Moody’s Mark Zandi says get used to mortgage rates at around 6% for the long-term

Anyone eyeing mortgage rates, which reached above 8% in October, can be excused for longing after the pandemic lows of sub-3% mortgages. But it’s unlikely those rock-bottom rates will return in the near future, according to Mark Zandi, chief economist at Moody’s Analytics. Instead, the veteran market watcher expects rates to hover at roughly double that level in the near future. 

“Everybody should get used to 5.50% to 6% because that’s where mortgage rates are going to settle in, [in the] long run,” Zandi told CNBC on Monday. Mortgage rates tend to trail the 10-year Treasury yield, which he suspects will hover around 4% to 4.50%; that generally puts mortgage rates at that 5.5% to 6% he’s expecting. 

Asked to predict the magic mortgage rate that will have inventory flooding back into the housing market, Zandi said that obviously a 5% rate is better than 6%, but the long-term number will likely be somewhere in between.

In recent weeks, mortgage rates have fallen from their October highs, with the average 30-year fixed rate currently at 7.30%. But in today’s somewhat frozen housing market, that’s barely a start. With a 6% mortgage rate, things start to thaw as would-be buyers and sellers enter the market, but Zandi doesn’t think home sales will get back anywhere near levels seen during the pandemic, before the Federal Reserve began its interest rate hike cycle to lower inflation. Getting closer to that 5% mortgage rate would trigger more activity, he added. 

“The other thing that’s got to happen here, obviously, is we do need to see some weakness in house prices,” Zandi added. “If house prices don’t come [down] to any degree, we’re going to have to see even lower mortgage rates to get sales up.”

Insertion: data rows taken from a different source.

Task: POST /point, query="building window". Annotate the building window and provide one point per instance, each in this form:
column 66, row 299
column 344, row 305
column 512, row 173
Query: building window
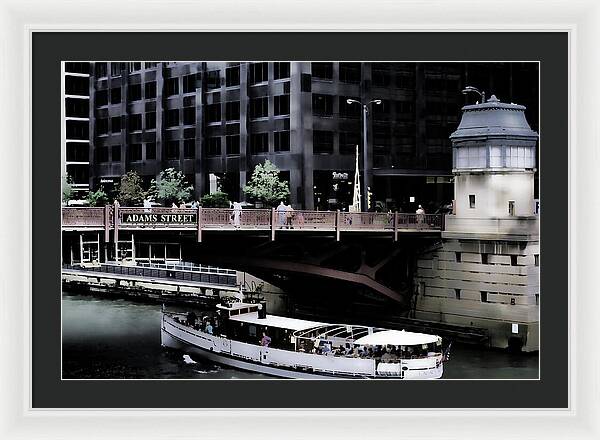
column 116, row 153
column 135, row 92
column 189, row 83
column 150, row 120
column 101, row 126
column 213, row 113
column 150, row 89
column 213, row 79
column 189, row 148
column 135, row 122
column 348, row 142
column 101, row 98
column 349, row 110
column 213, row 146
column 151, row 150
column 189, row 116
column 282, row 105
column 259, row 72
column 172, row 86
column 172, row 117
column 259, row 143
column 115, row 124
column 282, row 141
column 172, row 150
column 101, row 70
column 102, row 154
column 322, row 142
column 232, row 76
column 232, row 111
column 350, row 72
column 281, row 70
column 322, row 70
column 322, row 105
column 232, row 144
column 259, row 107
column 135, row 152
column 115, row 95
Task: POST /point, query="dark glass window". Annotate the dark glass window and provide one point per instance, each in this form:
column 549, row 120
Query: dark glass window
column 259, row 107
column 232, row 76
column 150, row 89
column 322, row 105
column 322, row 142
column 189, row 116
column 259, row 143
column 172, row 86
column 102, row 154
column 213, row 113
column 259, row 72
column 116, row 153
column 232, row 144
column 172, row 150
column 135, row 92
column 282, row 105
column 115, row 95
column 189, row 148
column 151, row 150
column 115, row 123
column 150, row 120
column 232, row 111
column 349, row 110
column 189, row 83
column 213, row 146
column 281, row 141
column 101, row 126
column 101, row 98
column 281, row 70
column 135, row 122
column 350, row 72
column 135, row 152
column 322, row 70
column 172, row 117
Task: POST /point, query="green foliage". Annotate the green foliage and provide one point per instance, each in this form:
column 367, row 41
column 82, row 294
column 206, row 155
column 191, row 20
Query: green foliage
column 265, row 186
column 171, row 187
column 131, row 192
column 217, row 199
column 97, row 198
column 67, row 188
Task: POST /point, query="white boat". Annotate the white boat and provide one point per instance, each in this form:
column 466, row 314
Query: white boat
column 246, row 337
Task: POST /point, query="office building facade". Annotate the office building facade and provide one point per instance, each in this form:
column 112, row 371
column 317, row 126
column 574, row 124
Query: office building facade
column 215, row 121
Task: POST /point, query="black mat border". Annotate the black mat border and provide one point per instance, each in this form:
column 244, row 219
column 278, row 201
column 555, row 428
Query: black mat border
column 49, row 48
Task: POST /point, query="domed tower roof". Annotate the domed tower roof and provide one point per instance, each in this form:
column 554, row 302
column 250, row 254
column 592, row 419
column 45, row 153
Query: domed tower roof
column 493, row 119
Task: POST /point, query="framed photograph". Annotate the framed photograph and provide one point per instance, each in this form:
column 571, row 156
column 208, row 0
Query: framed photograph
column 248, row 229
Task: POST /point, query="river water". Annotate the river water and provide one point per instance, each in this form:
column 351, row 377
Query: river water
column 120, row 339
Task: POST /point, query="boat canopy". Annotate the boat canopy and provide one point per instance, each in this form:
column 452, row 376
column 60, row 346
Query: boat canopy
column 396, row 337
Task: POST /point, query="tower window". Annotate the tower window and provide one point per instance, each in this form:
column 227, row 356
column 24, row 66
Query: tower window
column 472, row 201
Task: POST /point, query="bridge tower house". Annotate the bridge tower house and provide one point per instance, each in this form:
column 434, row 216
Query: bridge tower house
column 485, row 273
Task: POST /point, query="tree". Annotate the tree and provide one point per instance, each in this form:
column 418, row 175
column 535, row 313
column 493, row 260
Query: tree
column 217, row 199
column 67, row 188
column 97, row 198
column 131, row 192
column 171, row 187
column 265, row 186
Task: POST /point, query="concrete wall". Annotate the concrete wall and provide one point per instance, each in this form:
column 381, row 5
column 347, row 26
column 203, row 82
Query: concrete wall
column 487, row 284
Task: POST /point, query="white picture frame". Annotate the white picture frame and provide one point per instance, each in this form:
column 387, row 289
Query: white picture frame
column 580, row 18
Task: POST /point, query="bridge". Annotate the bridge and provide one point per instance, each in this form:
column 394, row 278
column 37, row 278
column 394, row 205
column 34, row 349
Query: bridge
column 268, row 221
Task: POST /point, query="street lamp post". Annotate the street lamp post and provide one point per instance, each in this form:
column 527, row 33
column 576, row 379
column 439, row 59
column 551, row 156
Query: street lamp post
column 365, row 153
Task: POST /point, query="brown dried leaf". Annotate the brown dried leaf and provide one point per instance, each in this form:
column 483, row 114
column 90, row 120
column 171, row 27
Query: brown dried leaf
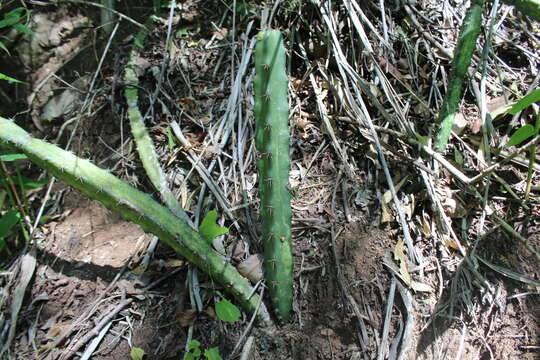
column 186, row 318
column 251, row 268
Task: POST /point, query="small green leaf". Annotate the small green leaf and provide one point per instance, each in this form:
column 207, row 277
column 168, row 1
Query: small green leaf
column 137, row 354
column 9, row 79
column 209, row 229
column 12, row 157
column 8, row 221
column 421, row 139
column 227, row 311
column 521, row 134
column 212, row 354
column 525, row 102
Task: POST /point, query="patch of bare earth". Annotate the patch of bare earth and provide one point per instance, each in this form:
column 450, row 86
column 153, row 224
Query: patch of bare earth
column 357, row 293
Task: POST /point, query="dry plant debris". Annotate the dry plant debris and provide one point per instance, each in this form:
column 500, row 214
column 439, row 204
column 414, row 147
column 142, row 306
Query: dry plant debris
column 399, row 251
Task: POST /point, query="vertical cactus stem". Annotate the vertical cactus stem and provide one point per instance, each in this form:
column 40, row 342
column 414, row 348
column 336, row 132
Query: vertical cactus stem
column 268, row 182
column 272, row 141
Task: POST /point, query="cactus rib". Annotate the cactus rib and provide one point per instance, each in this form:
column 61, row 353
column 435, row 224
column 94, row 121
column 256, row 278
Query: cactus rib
column 272, row 142
column 133, row 205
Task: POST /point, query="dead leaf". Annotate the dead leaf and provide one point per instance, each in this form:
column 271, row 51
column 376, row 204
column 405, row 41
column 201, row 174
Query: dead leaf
column 251, row 268
column 420, row 287
column 186, row 318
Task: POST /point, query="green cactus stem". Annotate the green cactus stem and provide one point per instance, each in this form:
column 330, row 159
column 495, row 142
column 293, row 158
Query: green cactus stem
column 272, row 142
column 470, row 30
column 133, row 205
column 145, row 146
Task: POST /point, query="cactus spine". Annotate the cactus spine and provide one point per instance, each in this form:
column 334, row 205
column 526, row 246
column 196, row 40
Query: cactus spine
column 132, row 205
column 272, row 142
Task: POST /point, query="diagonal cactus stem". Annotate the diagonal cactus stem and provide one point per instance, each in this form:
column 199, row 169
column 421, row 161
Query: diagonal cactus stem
column 132, row 205
column 145, row 146
column 272, row 142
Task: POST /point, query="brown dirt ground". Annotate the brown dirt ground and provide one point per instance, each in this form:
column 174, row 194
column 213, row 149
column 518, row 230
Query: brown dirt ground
column 88, row 249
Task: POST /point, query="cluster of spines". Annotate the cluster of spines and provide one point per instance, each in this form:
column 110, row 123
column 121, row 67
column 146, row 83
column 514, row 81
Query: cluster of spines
column 272, row 142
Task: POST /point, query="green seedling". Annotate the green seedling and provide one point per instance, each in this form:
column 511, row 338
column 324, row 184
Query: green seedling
column 226, row 311
column 194, row 352
column 525, row 132
column 272, row 142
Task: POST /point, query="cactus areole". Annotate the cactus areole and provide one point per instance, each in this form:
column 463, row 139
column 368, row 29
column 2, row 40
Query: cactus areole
column 272, row 142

Some forecasts, like that of Goldman Sachs, suggest home prices will continue to increase next year. So far, prices aren’t letting up; the national S&P Case Shiller house price index increased 3.9% on an annual basis in September, according to figures released on Tuesday. 

Meanwhile, existing home sales are at their slowest pace since 2010, when the housing market was reeling in the aftermath of the Great Financial Crisis. That’s largely because of the so-called lock-in effect, which keeps homeowners with low mortgage rates from selling their homes—constraining both buyers and sellers. New home sales, on the other hand, have outperformed existing home sales because homebuilders can offer incentives, like mortgage rate buydowns. Still, higher mortgage rates are curbing demand even there, with new home sales falling more than expected in October.

“Most of the weakness in sales is on the existing side,” Zandi explained. “Homeowners are much more reluctant to cut prices…builders are doing what it takes to move those homes.”

There is some relief pushing its way through the housing market, and that’s on the rental side. 

“Rents have gone flat to down, particularly at the high end of the market,” he said. “These big multifamily towers are going up in the big urban centers in the Northeast, Chicago, on the West Coast, and that’s putting downward pressure on rent—and, I think, is having some impact on new house prices, and at the high end of single-family housing markets.”’s October rental report released on Tuesday showed median rent for studios, one- and two-bedrooms across the U.S.’ top 50 metro areas continues to trail its 2022 levels, experiencing a year-over-year decline for the sixth month in a row. As Zandi mentioned, a lot of that has to do with supply. There was a substantial increase in new multifamily construction in 2022 and that resulted in an uptick in new multifamily completions in 2023, “which significantly augmented the rental supply and exerted downward pressure on rental prices,” this year, the report found.